MATLAB Implementation Source Code for Watershed Image Segmentation Method in Digital Image Processing

Resource Overview

MATLAB source code implementation of watershed image segmentation algorithm, a fundamental technique in digital image processing that enables pixel-level image partitioning and object identification through gradient-based region separation.

Detailed Documentation

The watershed image segmentation method implemented in MATLAB is one of the commonly used techniques in digital image processing. This algorithm performs pixel-level segmentation by dividing an image into distinct regions, facilitating the identification and separation of different objects within the image. The method leverages both grayscale information and gradient data from the image, determining pixel labels based on differences between grayscale values and gradient magnitudes to produce final segmentation results.

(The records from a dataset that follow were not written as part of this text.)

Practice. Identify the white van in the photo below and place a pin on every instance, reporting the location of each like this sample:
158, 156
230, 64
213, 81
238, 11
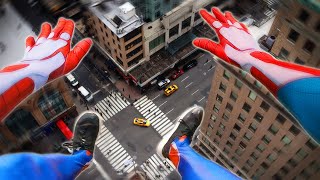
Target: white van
85, 94
72, 80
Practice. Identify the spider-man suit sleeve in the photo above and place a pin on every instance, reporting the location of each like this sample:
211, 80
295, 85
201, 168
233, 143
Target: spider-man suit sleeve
45, 59
296, 86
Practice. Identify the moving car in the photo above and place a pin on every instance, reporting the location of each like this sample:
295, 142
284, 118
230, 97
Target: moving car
170, 90
163, 83
190, 65
85, 94
141, 122
177, 74
72, 80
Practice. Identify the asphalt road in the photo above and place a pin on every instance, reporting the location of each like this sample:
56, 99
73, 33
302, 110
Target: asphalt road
194, 86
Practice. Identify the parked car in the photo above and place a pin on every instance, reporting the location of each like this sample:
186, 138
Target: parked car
141, 122
177, 74
163, 83
72, 80
170, 90
246, 20
190, 65
85, 94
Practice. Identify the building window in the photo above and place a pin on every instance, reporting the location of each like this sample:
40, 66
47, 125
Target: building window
246, 107
222, 126
241, 117
237, 127
299, 61
233, 96
258, 84
51, 104
266, 139
280, 119
247, 136
293, 36
265, 106
213, 118
309, 46
173, 31
232, 136
229, 144
312, 144
261, 147
186, 23
303, 16
20, 122
229, 107
254, 156
301, 154
272, 157
222, 87
219, 98
242, 145
226, 74
286, 140
258, 117
238, 84
156, 42
225, 117
273, 129
283, 54
216, 108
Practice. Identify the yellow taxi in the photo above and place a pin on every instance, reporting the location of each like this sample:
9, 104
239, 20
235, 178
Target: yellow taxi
170, 90
141, 122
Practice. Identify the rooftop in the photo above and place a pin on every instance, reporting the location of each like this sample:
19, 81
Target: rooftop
118, 17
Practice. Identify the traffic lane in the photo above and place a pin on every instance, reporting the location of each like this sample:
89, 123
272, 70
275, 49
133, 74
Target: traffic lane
137, 141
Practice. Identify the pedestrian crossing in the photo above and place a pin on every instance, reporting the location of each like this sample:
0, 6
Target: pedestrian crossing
111, 105
157, 168
116, 155
150, 111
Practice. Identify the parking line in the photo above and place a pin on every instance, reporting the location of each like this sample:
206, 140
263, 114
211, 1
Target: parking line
194, 92
156, 97
162, 104
185, 78
189, 84
201, 99
169, 111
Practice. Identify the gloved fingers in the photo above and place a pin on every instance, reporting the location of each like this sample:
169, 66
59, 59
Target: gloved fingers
211, 46
76, 55
67, 30
230, 17
30, 42
56, 31
218, 14
207, 17
44, 33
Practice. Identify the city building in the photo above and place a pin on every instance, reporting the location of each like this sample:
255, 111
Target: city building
246, 130
142, 51
296, 29
33, 123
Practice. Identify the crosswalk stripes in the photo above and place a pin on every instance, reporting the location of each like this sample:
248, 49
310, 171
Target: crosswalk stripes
157, 168
111, 105
150, 111
114, 152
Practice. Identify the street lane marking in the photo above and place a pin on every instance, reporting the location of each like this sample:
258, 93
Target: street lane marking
201, 99
185, 78
162, 104
188, 84
194, 92
169, 111
156, 97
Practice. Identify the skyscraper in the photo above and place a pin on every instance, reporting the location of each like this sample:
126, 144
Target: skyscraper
296, 29
249, 132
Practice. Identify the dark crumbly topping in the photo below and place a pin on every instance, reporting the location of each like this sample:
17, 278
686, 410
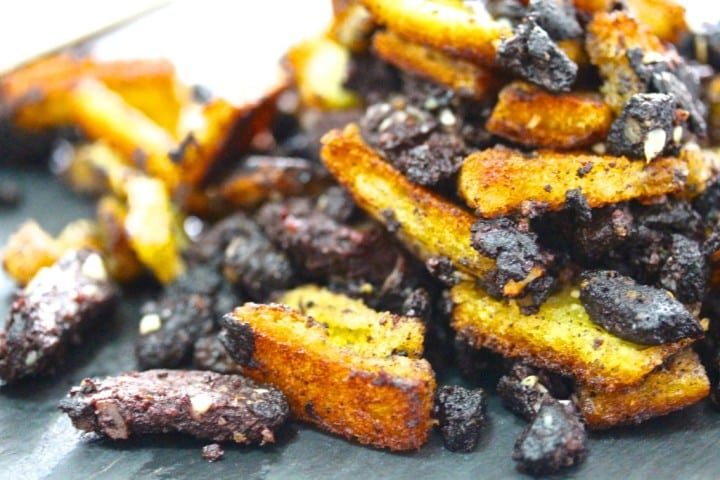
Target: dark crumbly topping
10, 194
669, 74
576, 203
637, 313
645, 128
51, 312
372, 78
556, 17
192, 305
531, 54
554, 440
320, 247
515, 249
685, 271
524, 388
432, 161
210, 354
205, 405
461, 416
256, 266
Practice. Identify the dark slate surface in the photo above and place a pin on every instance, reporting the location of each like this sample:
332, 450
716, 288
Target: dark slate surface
36, 441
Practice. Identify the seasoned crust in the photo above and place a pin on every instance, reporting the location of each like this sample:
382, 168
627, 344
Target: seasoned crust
500, 181
678, 384
427, 224
450, 26
533, 117
384, 401
560, 337
609, 38
664, 18
457, 74
31, 93
319, 66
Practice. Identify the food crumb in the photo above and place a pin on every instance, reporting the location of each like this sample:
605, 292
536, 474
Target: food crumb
213, 452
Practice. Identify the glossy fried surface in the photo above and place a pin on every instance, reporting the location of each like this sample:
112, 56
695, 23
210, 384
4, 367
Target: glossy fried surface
427, 224
454, 73
383, 401
319, 66
560, 337
448, 25
500, 181
609, 38
31, 92
678, 384
533, 117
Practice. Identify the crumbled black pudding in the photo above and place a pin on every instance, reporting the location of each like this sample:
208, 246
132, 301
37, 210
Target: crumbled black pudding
51, 313
512, 245
637, 313
645, 127
531, 54
205, 405
461, 416
524, 388
554, 440
556, 17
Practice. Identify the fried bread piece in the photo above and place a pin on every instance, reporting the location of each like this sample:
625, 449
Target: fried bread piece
202, 404
449, 25
151, 223
560, 337
404, 338
51, 312
320, 66
31, 248
337, 375
457, 74
352, 27
609, 38
427, 224
500, 181
120, 258
679, 383
31, 93
664, 18
533, 117
103, 114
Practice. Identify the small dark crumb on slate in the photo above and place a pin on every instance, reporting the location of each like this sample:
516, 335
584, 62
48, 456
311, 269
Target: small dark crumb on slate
531, 54
10, 194
461, 414
213, 452
554, 440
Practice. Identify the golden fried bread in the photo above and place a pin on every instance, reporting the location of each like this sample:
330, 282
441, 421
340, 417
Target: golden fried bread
426, 223
319, 66
678, 384
448, 25
534, 117
335, 376
500, 181
457, 74
609, 38
560, 337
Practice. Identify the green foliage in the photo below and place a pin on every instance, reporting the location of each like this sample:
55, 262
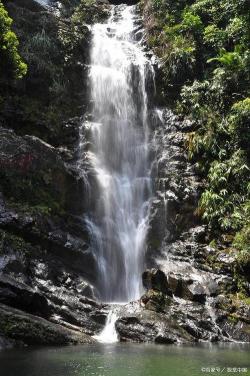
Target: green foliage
214, 37
191, 23
11, 63
207, 42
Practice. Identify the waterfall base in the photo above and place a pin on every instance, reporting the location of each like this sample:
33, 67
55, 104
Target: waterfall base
109, 333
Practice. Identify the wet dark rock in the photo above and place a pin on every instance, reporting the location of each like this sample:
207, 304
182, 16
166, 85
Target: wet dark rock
155, 279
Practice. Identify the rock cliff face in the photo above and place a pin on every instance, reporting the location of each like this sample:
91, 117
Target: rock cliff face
47, 268
191, 292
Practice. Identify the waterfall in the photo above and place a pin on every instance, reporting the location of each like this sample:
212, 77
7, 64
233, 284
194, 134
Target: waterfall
119, 154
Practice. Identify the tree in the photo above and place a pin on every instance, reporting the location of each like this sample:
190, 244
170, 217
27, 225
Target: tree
11, 63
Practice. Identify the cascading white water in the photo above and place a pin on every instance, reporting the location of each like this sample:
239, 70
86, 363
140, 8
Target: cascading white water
119, 155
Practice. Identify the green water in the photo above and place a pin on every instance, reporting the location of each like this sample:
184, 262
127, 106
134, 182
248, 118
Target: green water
127, 360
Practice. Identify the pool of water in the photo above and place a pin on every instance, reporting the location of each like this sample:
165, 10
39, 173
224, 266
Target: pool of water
127, 360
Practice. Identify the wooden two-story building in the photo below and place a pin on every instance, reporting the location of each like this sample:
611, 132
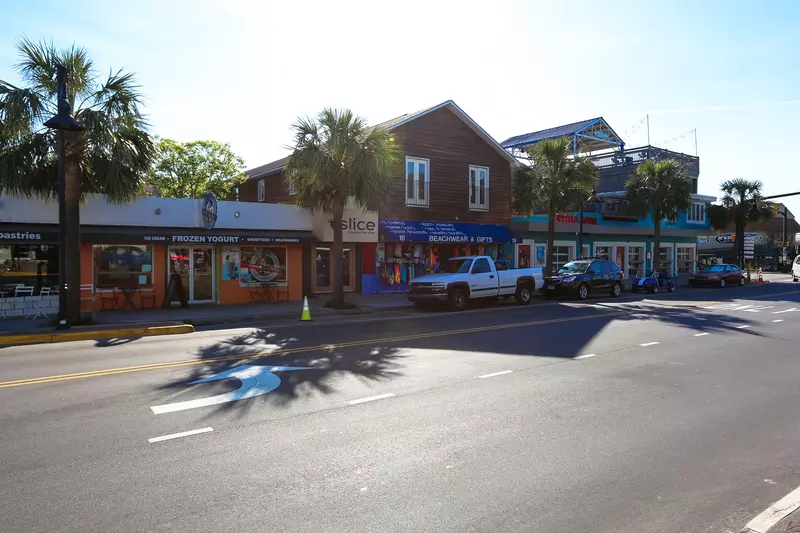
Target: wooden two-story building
451, 196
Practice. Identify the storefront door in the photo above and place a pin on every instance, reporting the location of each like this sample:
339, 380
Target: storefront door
323, 268
196, 267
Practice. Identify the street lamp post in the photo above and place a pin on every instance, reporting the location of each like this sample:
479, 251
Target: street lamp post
62, 122
592, 198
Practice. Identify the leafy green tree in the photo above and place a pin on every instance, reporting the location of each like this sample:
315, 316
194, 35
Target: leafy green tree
337, 157
189, 170
659, 189
110, 156
742, 204
556, 181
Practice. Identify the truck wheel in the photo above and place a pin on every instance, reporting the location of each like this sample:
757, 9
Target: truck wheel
457, 300
583, 291
523, 295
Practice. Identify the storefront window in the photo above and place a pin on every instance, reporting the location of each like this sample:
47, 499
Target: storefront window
123, 265
635, 261
561, 256
665, 259
28, 264
262, 265
685, 260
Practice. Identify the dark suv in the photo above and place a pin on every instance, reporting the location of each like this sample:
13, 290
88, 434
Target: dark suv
583, 277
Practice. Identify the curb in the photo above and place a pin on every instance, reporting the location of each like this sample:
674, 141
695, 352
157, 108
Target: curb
40, 338
363, 310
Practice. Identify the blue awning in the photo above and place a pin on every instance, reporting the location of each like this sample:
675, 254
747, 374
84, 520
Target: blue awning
443, 232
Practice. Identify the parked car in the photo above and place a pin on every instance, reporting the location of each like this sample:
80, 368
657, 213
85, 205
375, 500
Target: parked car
718, 276
654, 283
461, 279
584, 277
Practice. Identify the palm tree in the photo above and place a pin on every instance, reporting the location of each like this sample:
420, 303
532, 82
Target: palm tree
336, 158
741, 200
557, 180
659, 189
110, 156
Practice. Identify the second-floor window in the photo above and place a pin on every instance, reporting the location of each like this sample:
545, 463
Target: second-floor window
697, 213
418, 180
478, 188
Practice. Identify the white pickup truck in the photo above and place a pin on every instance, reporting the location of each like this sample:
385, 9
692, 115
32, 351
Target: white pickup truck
460, 279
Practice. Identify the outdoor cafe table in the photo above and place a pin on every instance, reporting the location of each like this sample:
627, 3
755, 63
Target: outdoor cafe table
128, 293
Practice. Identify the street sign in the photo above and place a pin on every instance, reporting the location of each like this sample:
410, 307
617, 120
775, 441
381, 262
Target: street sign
256, 380
749, 245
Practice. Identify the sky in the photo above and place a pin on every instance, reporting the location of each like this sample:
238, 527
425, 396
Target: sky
241, 71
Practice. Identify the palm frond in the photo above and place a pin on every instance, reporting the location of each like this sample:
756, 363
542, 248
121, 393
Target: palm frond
23, 110
118, 96
557, 178
659, 188
337, 156
37, 65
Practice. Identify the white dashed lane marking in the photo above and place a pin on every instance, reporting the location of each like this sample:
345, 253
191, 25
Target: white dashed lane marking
179, 435
371, 398
493, 374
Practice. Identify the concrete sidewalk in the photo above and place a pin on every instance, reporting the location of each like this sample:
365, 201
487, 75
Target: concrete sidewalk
203, 315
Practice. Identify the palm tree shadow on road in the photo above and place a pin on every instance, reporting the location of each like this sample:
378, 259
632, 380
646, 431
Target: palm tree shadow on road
323, 367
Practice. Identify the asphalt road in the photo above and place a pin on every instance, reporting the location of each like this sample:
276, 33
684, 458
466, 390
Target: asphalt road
671, 413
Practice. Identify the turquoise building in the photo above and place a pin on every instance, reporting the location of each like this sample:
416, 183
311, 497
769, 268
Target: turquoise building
608, 230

MATLAB serves as a powerful programming tool for implementing the watershed segmentation algorithm. Through MATLAB coding, developers can follow the algorithmic steps and principles to process digital images and obtain corresponding segmentation outcomes. The implementation typically involves key functions such as gradient calculation (using imgradient or similar functions), distance transform computation, and marker-controlled watershed transformation to prevent over-segmentation. For those interested in understanding watershed image segmentation in digital image processing and seeking to implement it using MATLAB, this source code provides a practical resource to learn and comprehend the specific implementation process of this method. The code demonstrates proper handling of gradient computation, marker selection, and watershed transformation to achieve effective region-based image segmentation.